The parts of a machine-learning system that fail in production are almost never the model. The model is the part that got the attention, the sweeps, the loss-curve screenshots, the demo that convinced someone. What breaks at serve time is the plumbing around it: the code that reshapes an input before the network sees it, the code that decides what a missing value means, the code that writes the answer somewhere the next process can read it. This note is a checklist of those quiet details for VeerNet, the encoder-decoder EarthScan uses to lift curves off scanned well logs for a Texas onshore operator, and it is deliberately not a description of the model. It is a description of everything standing between a model that scores well on a held-out split and a service you can point a pipeline at.

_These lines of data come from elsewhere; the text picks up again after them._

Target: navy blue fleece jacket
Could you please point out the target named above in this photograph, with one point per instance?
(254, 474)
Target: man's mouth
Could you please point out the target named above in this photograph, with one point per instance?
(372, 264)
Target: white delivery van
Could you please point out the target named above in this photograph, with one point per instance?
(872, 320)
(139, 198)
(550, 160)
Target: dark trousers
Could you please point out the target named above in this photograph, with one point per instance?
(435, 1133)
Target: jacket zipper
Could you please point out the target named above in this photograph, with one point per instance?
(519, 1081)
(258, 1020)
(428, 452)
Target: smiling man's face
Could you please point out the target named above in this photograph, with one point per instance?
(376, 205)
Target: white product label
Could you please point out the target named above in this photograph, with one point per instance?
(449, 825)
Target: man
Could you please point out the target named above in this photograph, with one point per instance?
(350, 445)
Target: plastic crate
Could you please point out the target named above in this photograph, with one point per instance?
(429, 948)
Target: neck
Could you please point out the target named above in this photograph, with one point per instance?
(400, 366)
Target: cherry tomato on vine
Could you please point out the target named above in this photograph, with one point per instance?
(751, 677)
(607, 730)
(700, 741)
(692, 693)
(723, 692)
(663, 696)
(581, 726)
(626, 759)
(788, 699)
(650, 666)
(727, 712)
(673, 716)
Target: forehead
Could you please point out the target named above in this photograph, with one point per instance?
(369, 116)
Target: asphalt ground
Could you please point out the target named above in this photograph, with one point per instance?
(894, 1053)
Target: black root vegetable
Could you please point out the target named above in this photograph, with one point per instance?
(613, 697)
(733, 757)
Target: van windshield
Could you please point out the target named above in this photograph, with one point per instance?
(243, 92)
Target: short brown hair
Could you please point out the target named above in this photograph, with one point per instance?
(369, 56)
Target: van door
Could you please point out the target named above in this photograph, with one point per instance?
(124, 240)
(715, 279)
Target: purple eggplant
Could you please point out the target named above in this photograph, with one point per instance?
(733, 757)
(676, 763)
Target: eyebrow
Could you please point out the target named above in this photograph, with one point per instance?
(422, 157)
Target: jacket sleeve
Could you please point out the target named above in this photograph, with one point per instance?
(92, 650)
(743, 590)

What makes these defects quiet is the whole problem. They do not raise an error on the happy path. They pass every test written against clean, correctly shaped, sentinel-free input, which is exactly the input a demo runs on. Then a real scan arrives at an odd size, or with a -999 where a reading should be, or the write lands in a layout the reader downstream does not expect, and the output is wrong without anything having crashed. Sculley and colleagues gave the general version of this: the model is a small box in the middle of a large system, and the risk lives in the glue around it, the pipelines and data dependencies that no one owns [3]. The entries below are that glue, made specific.
The one you can compute exactly
Start with alignment, because it is the defect you can predict to the pixel rather than discover in a log file. VeerNet is an encoder-decoder in the U-Net family, and its encoder runs five stride-2 stages [1]. Each stride-2 stage halves the spatial dimensions of the tensor, so after five of them the feature map is the input divided by two, five times over, which is thirty-two. That is only clean arithmetic if the input height and width are themselves divisible by thirty-two. If they are not, the halving does not land on integers, the decoder's five upsampling stages cannot line their skip connections back up with the encoder's, and the network either refuses the input or, worse, silently mis-strides and hands back a curve shifted off its true depth.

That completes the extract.